Marthe shivered as though a cold wind had struck her, and suddenly she reached out and tore Ahrian’s ring off my finger and threw it far away into the deep grass.
“I don’t want anything of her about you. Nothing!”
Then it was my turn to shiver. Because the minute that ring was gone, so were the oppression and the vague fear, and my screwed-up nerves began to slacken off again.
Still I would not believe. I knew the power of suggestion, and considering the state I was in, none of my reactions would be worth a plugged nickel anyway.
“I still say this is all nonsense, Marthe. Ahrian’s never shown the slightest sign of having any special ‘power.’ She’s never been anything but sweet and friendly, and she follows David around like a spani
el. And there just isn’t the shadow of a motive.”
“I know how we can find out.”
I stared at her. “How?”
“Those dreams you had of Ahrian’s world. She couldn’t have described all the details to you, and you couldn’t have imagined all the rest of them exactly right.
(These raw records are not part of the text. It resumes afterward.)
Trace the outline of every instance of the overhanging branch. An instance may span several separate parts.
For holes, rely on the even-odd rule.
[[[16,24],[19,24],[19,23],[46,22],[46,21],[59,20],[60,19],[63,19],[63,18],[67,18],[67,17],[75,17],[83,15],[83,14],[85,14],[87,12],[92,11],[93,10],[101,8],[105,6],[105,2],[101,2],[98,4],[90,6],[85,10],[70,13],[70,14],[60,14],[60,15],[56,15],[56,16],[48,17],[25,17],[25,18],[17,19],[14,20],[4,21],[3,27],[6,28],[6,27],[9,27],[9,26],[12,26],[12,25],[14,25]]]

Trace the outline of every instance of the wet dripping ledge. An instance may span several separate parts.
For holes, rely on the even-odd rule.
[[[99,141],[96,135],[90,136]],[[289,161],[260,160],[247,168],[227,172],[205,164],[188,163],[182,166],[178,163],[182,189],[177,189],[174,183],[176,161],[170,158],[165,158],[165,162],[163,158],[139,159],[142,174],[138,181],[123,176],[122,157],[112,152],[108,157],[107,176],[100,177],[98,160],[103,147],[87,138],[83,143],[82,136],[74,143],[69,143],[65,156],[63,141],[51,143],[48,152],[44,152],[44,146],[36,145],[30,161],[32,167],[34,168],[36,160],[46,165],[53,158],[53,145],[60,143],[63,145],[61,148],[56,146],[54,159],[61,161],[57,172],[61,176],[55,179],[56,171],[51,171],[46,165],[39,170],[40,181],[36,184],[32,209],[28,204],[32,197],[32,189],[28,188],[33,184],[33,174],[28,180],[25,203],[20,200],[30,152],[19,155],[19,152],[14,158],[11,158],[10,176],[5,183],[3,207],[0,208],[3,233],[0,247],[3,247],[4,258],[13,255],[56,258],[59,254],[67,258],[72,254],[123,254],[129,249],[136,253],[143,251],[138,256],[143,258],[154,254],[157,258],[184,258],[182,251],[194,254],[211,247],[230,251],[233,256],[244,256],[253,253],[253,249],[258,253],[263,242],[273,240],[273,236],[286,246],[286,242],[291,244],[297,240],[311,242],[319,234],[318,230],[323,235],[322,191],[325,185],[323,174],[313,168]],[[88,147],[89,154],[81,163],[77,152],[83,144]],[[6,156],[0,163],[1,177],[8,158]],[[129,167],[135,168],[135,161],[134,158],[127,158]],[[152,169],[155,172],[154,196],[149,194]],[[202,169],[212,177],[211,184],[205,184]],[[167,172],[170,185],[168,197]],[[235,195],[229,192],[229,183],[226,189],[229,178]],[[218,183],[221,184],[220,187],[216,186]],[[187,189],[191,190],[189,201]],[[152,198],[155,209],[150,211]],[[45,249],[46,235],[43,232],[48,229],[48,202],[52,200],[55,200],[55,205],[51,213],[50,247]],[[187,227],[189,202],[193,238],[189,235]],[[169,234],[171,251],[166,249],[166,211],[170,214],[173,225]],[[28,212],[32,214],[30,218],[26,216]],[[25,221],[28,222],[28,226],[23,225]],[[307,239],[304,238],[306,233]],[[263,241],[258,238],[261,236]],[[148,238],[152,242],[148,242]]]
Someone who had been there would know. If the dreams were wrong, then Ahrian told the truth and they were nothing worse than dreams. But if they were right—all right—then they weren’t dreams but memories from Ahrian’s own mind, mixed in with the awful things she was sending to torture you.”
I remembered that I hadn’t had a single glimpse of that world since I mentioned it to Ahrian, which seemed an odd coincidence.
“Even so, how could she know how I felt about space? How could she—Oh, all right. We’ll go ask David.”
“No, not David! Not anyone who has anything to do with her. Besides, if she has some deep reason to hate David, he wouldn’t be likely to tell us, would he?”
“So that’s it. Don’t you think maybe your reporter’s mind is running away with you?”
“I’m trying to save your neck, you stubborn fool!” she snarled, between rage and tears.
I got up. “Come on, then. There’s Griffith—he’s observer on the Anson McQuarrie, and I know him fairly well.” It occurred to me suddenly that Griffith hadn’t been around since the night of the Anson McQuarrie’s landing, and I wondered why, since he had always been a good friend of David’s. For some reason, that unimportant fact made me as curious as a woman to know why.
Marthe’s car was in the drive. Ahrian called to us from the terrace, looking very lovely with her filmy skirts blowing around her and her hair full of those incredible purple gleamings in the sunlight. Marthe said she was going to take me for a drive, and Ahrian said it would do me good. They both smiled, and we drove away.
“Does she always wear that tiara?” asked Marthe.
“I don’t know. She wears it a lot. Why?”